車内の無機質な空間で、同乗した医療スタッフが健太の緊張を解きほぐすように、柔らかなトーンで話し始めた。
「健太君、そんなに怖がらなくていいよ。君が行うのは『包皮償還』。世間一般で言うところの、ごくありふれた包茎手術のようなものだよ」
スタッフはタブレットで簡潔な術式図を表示した。
「余分な皮膚を数センチ切り取るだけ。痛みはナノ麻酔で完全に遮断されるし、術後一週間もすれば運動だってできる。君は自分の健康を損なうことなく、家族に莫大な利益をもたらすことができるんだ。実に効率的で、美しい仕組みだと思わないかい?」
「……ただの、皮を切るだけ。それだけなんですね?」
「そうだよ。僕らにとっては、熟した果実を収穫するような、日常的な作業さ」
だが、スタッフの指先は、健太の組織が「新鮮な幹細胞をどれだけ含んでいるか」を測る生体スキャナーを注視していた。彼らにとって、健太は患者ではなく、鮮度が命の「生きた生体資産」なのだ。
到着したのは、保険会社が直営する「ライフ・アセット・バイオリザーブ」。病院というよりは、高度なセキュリティを備えたデータセンターのような場所だ。
健太は手術着に着替えさせられ、最終診断室へと運ばれた。そこには、先ほどの穏やかなスタッフとは違う、スーツ姿の「査定員」が待っていた。

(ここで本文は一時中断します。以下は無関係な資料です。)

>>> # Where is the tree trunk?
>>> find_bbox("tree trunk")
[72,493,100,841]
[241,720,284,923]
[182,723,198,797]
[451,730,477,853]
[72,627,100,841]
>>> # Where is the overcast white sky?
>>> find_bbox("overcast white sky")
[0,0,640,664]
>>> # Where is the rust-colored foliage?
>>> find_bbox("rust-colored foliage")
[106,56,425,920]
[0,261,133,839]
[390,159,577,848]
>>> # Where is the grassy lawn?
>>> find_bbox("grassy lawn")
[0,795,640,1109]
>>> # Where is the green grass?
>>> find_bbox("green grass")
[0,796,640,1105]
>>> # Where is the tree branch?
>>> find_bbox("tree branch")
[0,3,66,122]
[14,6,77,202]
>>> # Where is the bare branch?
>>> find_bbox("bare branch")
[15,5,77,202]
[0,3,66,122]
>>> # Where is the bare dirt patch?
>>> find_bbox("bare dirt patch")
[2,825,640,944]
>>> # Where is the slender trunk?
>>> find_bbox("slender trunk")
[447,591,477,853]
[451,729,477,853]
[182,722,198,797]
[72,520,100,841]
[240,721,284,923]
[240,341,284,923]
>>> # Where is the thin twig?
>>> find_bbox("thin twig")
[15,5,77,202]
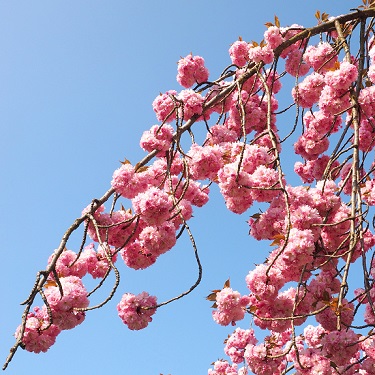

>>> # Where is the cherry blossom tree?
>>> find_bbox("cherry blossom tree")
[4,0,375,375]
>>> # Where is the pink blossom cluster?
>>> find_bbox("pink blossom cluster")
[15,276,89,353]
[117,292,157,330]
[212,287,250,326]
[16,11,375,375]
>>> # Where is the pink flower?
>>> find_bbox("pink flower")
[187,143,223,180]
[132,186,173,225]
[322,329,358,366]
[224,328,258,363]
[152,90,178,122]
[324,61,358,92]
[229,40,250,67]
[44,276,89,330]
[120,240,157,270]
[212,288,249,326]
[140,124,173,152]
[177,89,204,121]
[139,222,176,257]
[292,73,324,108]
[177,55,209,88]
[15,306,61,353]
[117,292,157,330]
[264,26,284,49]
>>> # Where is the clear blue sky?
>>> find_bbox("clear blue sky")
[0,0,361,375]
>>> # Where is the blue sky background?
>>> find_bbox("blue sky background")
[0,0,360,375]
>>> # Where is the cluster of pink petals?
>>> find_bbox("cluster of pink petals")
[15,306,61,353]
[140,124,173,152]
[44,276,89,330]
[212,288,250,326]
[229,40,250,67]
[117,292,157,330]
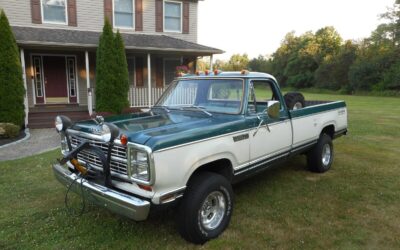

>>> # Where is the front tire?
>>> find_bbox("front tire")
[307,134,333,173]
[177,172,233,244]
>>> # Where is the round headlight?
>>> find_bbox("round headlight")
[54,115,72,132]
[101,123,119,142]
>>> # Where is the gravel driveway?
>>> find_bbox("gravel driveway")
[0,128,60,161]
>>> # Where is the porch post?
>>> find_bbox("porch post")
[85,50,93,115]
[147,53,151,108]
[20,48,29,127]
[210,55,214,71]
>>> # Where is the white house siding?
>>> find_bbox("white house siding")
[25,50,91,107]
[0,0,198,43]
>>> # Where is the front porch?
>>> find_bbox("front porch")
[13,27,222,128]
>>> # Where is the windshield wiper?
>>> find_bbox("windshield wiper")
[151,105,171,113]
[180,105,212,117]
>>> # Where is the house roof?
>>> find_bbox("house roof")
[12,26,224,55]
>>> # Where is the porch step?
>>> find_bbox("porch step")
[28,110,90,128]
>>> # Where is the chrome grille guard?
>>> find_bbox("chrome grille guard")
[58,131,114,187]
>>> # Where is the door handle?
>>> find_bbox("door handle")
[253,116,271,137]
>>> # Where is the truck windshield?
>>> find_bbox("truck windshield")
[155,79,244,114]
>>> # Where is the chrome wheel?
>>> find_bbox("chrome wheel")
[200,191,226,230]
[293,102,303,110]
[322,144,332,166]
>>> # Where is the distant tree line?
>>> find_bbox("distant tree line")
[214,0,400,93]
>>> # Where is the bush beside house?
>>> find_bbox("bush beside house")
[96,20,129,114]
[0,11,25,127]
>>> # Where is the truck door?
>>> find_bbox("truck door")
[247,80,292,172]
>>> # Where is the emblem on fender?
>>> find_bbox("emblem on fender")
[93,115,104,125]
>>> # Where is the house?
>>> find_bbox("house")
[0,0,222,128]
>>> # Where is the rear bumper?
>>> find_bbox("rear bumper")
[53,164,150,221]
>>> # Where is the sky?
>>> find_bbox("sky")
[198,0,395,60]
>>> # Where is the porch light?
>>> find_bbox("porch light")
[54,115,72,132]
[119,134,128,145]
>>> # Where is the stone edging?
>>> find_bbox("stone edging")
[0,128,31,149]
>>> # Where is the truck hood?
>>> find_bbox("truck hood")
[72,111,246,151]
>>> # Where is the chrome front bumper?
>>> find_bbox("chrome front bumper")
[53,164,150,221]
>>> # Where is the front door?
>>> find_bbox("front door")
[43,56,68,103]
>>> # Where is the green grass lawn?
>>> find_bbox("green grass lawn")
[0,94,400,249]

壁のモニターには、健太の組織がナノレベルで解析され、その横に刻一刻と変動する「リアルタイム時価」が表示されている。健太が息を呑む間もなく、査定員が、冷たく、だが決定的な声を上げた。
「素晴らしい幹細胞だ。包皮償還指数の急騰も頷けます。……しかし、健太様」
査定員がモニターの数字を指差す。そこには、健太の家族の経済状況が赤裸々に記されていた。
父親の勤務先の業績不振による世帯年収の低下
妹・結衣の次期治療ステージに伴う追加費用:1,200万クレジット
「当初の説明通り、包皮を数センチ切り取るだけの『標準償還』も可能です。しかし、それでは結衣様の追加治療費を賄うことはできません。むしろ、担保価値が一部消失するため、明日以降、貴方のご家族の信用スコアは下落し、追加の『保険維持費』が発生することになります」
健太の背中に冷たい汗が流れた。
「……どうすれば、いいんですか」
「簡単です。回収範囲を広げるのです。精巣の片方、あるいは...両方、もしくは全てを。これらを『追加』で提供いただければ、妹さんの治療費は完済、さらにご両親の老後まで保障されるプレミアム・プランへアップグレードいたします。AIの試算では、これがご家族にとって『最も合理的な選択』であると出ています」
「簡単な手術」という甘い言葉は、より深い搾取へと誘うための撒き餌に過ぎなかった。
家族の命を人質に取られ、健太は無影灯の下で究極の選択を迫られる。